Nos acercábamos a algo, y ese algo era el fin. O el comienzo, según como se lo quiera ver. En ese, el tercer tramo de la carrera, me daba lo mismo ganar o morir, estaba cerca de lograr cualquiera de las dos cosas. De la primera porque la podía ver: una esfera inmensa e inmóvil que, supuse, era el final; estaba cerca, y sólo quedábamos cinco. Pero también estaba cerca de la muerte puesto que la carrera me había desgastado. Podía desmayarme en cualquier momento y, luego de eso, sucumbir. Aceleré con todas mis fuerzas pero no para ganar sino para, de una vez por todas, morir: la agonía me atormentaba más de lo que podía soportar. Ese último impulso, sin embargo, hizo que me sumerja, cual inyección, en esa gran circunferencia. De inmediato se activó un sistema defensivo que impidió la entrada de los demás seres. Las puertas se cerraron herméticamente. Gané.

Luego sucedieron cosas sobrenaturales que estuvieron fuera de mi voluntad. La mano del Coprófago intervino, me hizo partícipe de aquello que fusionó, pero me impidió verlo. Hasta que me introdujeron en una especie de saco y recobré mis sentidos. Algunos meses después me sacaron de ahí. Mi primera reacción ante esa decisión fue llorar.

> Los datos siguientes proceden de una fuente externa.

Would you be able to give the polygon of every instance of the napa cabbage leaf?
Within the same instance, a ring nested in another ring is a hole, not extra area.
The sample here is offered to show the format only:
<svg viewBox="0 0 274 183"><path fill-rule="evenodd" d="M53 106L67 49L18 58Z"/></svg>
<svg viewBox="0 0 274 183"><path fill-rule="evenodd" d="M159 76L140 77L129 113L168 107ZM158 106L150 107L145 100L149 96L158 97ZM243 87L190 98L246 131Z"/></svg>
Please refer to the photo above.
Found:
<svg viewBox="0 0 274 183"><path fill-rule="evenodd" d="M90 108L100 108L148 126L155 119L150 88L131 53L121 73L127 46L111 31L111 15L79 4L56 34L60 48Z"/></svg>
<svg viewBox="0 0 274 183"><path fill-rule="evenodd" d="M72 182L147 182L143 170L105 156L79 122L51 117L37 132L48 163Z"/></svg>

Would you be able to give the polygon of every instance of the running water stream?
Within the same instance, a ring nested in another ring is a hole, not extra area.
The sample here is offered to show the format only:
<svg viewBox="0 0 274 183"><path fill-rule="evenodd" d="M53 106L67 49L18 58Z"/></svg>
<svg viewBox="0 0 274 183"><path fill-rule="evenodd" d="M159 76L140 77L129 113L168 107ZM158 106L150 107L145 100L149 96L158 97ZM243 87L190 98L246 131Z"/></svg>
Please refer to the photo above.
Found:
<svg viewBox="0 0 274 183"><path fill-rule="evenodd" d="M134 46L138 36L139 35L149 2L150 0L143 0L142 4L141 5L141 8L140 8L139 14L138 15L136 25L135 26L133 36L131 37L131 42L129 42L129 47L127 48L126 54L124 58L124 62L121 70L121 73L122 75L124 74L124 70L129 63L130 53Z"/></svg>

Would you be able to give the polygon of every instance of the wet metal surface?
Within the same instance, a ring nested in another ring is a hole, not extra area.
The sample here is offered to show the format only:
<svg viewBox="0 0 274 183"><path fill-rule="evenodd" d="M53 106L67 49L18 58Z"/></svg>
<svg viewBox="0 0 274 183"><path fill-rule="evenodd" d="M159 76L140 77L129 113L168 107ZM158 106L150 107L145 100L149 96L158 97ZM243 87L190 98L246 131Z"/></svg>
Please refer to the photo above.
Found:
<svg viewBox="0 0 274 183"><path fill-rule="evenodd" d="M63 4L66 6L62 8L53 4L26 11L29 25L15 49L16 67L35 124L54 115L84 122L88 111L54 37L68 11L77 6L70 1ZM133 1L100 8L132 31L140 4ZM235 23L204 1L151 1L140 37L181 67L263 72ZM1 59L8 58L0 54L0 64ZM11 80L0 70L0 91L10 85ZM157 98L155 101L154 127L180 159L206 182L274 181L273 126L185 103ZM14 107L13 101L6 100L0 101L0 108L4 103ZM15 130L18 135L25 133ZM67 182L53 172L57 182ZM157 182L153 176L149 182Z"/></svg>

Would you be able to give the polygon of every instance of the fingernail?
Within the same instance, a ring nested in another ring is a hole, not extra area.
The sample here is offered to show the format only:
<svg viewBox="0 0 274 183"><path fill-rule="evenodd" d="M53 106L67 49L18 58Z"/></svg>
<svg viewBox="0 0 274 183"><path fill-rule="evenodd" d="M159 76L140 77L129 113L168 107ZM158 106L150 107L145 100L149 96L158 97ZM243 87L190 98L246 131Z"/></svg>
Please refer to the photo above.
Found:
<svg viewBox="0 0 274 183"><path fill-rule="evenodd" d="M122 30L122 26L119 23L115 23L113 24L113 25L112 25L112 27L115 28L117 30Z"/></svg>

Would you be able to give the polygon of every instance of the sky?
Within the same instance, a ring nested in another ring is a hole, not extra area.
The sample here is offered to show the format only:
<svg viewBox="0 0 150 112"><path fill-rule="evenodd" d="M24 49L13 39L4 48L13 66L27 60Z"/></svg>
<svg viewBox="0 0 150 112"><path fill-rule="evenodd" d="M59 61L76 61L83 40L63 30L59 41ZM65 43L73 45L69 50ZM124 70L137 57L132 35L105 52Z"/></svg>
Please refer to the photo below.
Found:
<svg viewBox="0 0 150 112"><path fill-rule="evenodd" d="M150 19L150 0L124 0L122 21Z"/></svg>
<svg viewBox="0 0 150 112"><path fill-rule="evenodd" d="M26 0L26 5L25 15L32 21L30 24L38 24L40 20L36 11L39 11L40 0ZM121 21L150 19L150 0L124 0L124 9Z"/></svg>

By Arturo Cervantes with 4 comments

4 comentarios:

Arturo me parece que es mucho más fácil de leer que el primer borrador que escuché en clase. Tiene coherencia y ahora si parece escrito por una sola persona. Dos cosas, me parece que la puntuación en un par de párrafos me hace pesada la lectura, un poco lenta y me parece que podrías ampliar el último párrafo en donde relatas la salida. En lo particular me gustaría saber más.

Arturo:
Mucho mejor pero creo que deberías ser más ambiguo aún en los detalles a partir del cuarto párrafo porque se nota, luego, de que estamos frente a un espermatozoide y pues, como que la gracia se pierde y la tensión decae. El tono es maravillosamente Borgeano, me gusta y también el lenguaje esta muy bien manejado.

Ade:
Gracias por las recomendaciones. Sí, el último párrafo, que posiblemente es el más importante, está demasiado breve. Voy a aumentarle más detalles. Tengo pensado alargar toda la historia.

Sol:

Posiblemente la descripción que está entre paréntesis, en el cuarto párrafo, está demás. Dice mucho de mi personaje (demasiado, más de lo que quisiera). Estoy tratando de buscar comparaciones precisas para describir a mi personaje, pero sin que se descubra, al menos hasta el final, qué es. Muchas gracias.